[Feat] corrtec the docs

t00939662 · t00939662 · commit 3fecdae465eb · 2025-11-10T16:11:37.000+08:00
diff --git a/docs/source/getting-started/quick_start.md b/docs/source/getting-started/quick_start.md
@@ -21,14 +21,16 @@ Before you start with UCM, please make sure that you have installed UCM correctl
 
 ## Features Overview
 
-UCM supports two key features: **Prefix Cache** and **Sparse-attention**. 

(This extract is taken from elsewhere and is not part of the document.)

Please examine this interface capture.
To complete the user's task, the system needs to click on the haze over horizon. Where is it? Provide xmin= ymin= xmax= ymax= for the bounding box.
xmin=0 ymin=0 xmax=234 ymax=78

+UCM supports two key features: **Prefix Cache** and **Sparse attention**. 
 
 Each feature supports both **Offline Inference** and **Online API** modes. 
 
 For quick start, just follow the [usage](./quick_start.md) guide below to launch your own inference experience;
 
-For further research, click on the links blow to see more details of each feature:
+For further research on Prefix Cache, more details are available via the link below:
 - [Prefix Cache](../user-guide/prefix-cache/index.md)
+
+Various Sparse Attention features are now available, try GSA Sparsity via the link below:
 - [GSA Sparsity](../user-guide/sparse-attention/gsa.md)
 
 ## Usage
@@ -47,7 +49,7 @@ python offline_inference.py
 
 </details>
 
-<details>
+<details open>
 <summary><b>OpenAI-Compatible Online API</b></summary>
 
 For online inference , vLLM with our connector can also be deployed as a server that implements the OpenAI API protocol.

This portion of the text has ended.